2

I know that limit method can limit the Java Stream length by specified value.

But is there a way to limit the Stream length by the total of int values that are field of items of the stream?

The stream is made from List.

The requirements are:

  • The way needs to be able to execute processes in parallel
  • The way needs to create Stream object.
  • I prefer to use Java8 if possible.

Now I implement it by the following way.

  1. Use for statement and count the total.
  2. And then break the for statement when the total reaches the limit value.

But this way cannot satisfy the requirements.

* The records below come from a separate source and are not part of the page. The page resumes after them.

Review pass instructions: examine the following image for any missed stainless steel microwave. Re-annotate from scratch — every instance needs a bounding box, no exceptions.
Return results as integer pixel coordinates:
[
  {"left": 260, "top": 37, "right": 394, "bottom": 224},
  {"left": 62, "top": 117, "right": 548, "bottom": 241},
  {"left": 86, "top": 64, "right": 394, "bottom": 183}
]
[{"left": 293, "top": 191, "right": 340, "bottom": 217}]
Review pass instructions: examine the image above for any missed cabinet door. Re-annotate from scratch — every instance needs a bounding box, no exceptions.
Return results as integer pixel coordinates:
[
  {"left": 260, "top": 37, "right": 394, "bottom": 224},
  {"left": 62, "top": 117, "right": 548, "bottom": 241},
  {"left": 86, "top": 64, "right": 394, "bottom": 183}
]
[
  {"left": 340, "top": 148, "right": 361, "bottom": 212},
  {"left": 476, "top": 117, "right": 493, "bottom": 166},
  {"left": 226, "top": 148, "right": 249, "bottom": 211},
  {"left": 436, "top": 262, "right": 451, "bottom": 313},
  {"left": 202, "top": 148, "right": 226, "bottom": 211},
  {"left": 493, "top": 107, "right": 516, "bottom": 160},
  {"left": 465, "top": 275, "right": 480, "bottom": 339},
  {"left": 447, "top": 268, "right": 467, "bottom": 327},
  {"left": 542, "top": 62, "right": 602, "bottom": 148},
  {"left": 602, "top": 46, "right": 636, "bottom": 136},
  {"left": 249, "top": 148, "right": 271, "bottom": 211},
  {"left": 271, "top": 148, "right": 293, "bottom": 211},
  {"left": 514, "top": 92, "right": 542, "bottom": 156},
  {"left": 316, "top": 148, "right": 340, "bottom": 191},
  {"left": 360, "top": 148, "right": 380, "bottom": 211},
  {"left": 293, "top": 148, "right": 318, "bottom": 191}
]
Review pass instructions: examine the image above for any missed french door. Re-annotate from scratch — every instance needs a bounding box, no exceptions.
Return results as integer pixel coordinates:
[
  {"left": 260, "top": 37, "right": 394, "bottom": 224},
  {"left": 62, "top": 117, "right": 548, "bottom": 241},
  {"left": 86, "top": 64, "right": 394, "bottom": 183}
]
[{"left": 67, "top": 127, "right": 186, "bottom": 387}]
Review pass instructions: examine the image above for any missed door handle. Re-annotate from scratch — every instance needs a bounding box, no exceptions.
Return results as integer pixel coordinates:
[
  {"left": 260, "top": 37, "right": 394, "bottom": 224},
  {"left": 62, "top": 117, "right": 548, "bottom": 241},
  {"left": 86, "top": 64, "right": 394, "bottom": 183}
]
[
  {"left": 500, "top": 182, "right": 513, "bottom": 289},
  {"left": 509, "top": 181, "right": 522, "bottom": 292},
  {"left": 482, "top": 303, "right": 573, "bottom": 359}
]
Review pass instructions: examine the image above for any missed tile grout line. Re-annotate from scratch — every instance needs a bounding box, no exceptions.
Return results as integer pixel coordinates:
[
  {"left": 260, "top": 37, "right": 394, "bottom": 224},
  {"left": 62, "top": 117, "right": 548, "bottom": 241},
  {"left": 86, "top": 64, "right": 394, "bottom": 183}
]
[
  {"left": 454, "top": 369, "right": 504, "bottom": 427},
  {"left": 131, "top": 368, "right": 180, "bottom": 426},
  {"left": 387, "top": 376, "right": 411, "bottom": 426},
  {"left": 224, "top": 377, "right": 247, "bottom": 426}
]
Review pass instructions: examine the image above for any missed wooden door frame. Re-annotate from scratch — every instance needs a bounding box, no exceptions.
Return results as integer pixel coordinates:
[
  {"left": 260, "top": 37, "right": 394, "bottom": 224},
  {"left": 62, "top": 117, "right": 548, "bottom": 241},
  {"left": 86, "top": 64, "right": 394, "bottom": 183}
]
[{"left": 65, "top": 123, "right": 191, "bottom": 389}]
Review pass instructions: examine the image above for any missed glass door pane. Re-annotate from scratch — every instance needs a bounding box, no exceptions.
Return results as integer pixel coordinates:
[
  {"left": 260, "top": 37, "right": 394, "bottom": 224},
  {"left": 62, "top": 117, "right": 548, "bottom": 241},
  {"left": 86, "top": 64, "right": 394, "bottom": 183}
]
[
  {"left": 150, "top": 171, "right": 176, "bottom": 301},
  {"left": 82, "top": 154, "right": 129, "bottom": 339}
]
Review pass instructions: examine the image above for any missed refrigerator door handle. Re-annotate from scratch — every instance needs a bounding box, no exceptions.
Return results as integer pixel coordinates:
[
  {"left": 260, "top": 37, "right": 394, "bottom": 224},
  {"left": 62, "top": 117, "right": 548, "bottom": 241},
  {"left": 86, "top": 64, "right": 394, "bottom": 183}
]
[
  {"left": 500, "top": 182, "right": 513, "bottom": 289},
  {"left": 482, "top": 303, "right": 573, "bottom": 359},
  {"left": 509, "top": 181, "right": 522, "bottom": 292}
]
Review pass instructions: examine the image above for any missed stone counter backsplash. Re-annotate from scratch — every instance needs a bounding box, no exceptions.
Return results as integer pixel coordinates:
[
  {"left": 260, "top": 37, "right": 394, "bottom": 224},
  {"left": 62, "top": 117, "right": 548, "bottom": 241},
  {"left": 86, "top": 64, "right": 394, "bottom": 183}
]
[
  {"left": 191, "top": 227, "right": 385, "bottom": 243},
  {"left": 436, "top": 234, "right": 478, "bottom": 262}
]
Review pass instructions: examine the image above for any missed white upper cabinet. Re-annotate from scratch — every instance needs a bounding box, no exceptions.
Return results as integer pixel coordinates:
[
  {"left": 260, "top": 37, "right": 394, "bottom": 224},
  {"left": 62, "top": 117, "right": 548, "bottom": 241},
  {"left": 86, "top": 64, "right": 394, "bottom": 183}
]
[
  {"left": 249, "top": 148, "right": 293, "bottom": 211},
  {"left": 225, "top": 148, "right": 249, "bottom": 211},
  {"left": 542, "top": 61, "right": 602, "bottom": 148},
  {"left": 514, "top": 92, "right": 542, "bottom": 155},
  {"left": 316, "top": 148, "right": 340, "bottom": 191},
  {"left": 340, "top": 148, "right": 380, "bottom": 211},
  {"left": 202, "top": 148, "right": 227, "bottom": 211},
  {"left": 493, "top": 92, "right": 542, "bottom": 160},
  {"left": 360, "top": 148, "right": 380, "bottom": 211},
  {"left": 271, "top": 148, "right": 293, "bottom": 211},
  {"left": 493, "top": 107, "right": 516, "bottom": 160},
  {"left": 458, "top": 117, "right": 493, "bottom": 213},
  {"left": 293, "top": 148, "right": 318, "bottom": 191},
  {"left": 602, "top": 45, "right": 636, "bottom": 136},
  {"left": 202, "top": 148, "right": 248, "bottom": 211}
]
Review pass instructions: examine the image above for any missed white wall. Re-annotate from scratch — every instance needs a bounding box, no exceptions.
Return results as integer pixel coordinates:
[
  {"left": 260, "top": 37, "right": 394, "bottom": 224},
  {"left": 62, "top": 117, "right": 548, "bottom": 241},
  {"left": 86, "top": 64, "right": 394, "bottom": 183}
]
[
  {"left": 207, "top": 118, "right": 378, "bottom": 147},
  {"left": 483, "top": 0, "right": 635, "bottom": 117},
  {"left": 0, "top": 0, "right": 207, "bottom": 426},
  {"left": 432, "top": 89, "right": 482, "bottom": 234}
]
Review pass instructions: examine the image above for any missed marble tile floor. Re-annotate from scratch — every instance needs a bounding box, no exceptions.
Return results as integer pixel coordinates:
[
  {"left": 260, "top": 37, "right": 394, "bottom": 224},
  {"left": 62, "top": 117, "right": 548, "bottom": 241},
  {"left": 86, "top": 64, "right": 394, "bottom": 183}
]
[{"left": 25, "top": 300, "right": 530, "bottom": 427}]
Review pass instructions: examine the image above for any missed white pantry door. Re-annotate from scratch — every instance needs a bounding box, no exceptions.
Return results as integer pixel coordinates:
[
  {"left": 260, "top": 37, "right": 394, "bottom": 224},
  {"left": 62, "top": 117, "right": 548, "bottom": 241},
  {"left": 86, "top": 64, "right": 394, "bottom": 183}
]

If limitByTotalIntOf method is given, the ideal way I want is:

class Item { int value; }
List<Item> listOfItems = createListOfItems();

int limitValue = 10000;
listOfItems.parallelStream()
    .map(item -> /* set value */)
    .limitByTotalIntOf(limitValue, item -> item.value)
    .map(item -> /* do something */);

Current way is:

int total = 0;
for(Item item: listOfItems) {
    int v = /* set value */;
    total += v;
    if(total < limitValue) break;
    /* do something */
}

Is there any way to satisfy the requirements?

Naman
  • 27,789
  • 26
  • 218
  • 353
ssskkk
  • 21
  • 2

1 Answers1

1

Assuming that your /* do something */ is an expensive operation that truly benefits from parallel processing, the best solution is to separate the selection of the affected items from their actual processing.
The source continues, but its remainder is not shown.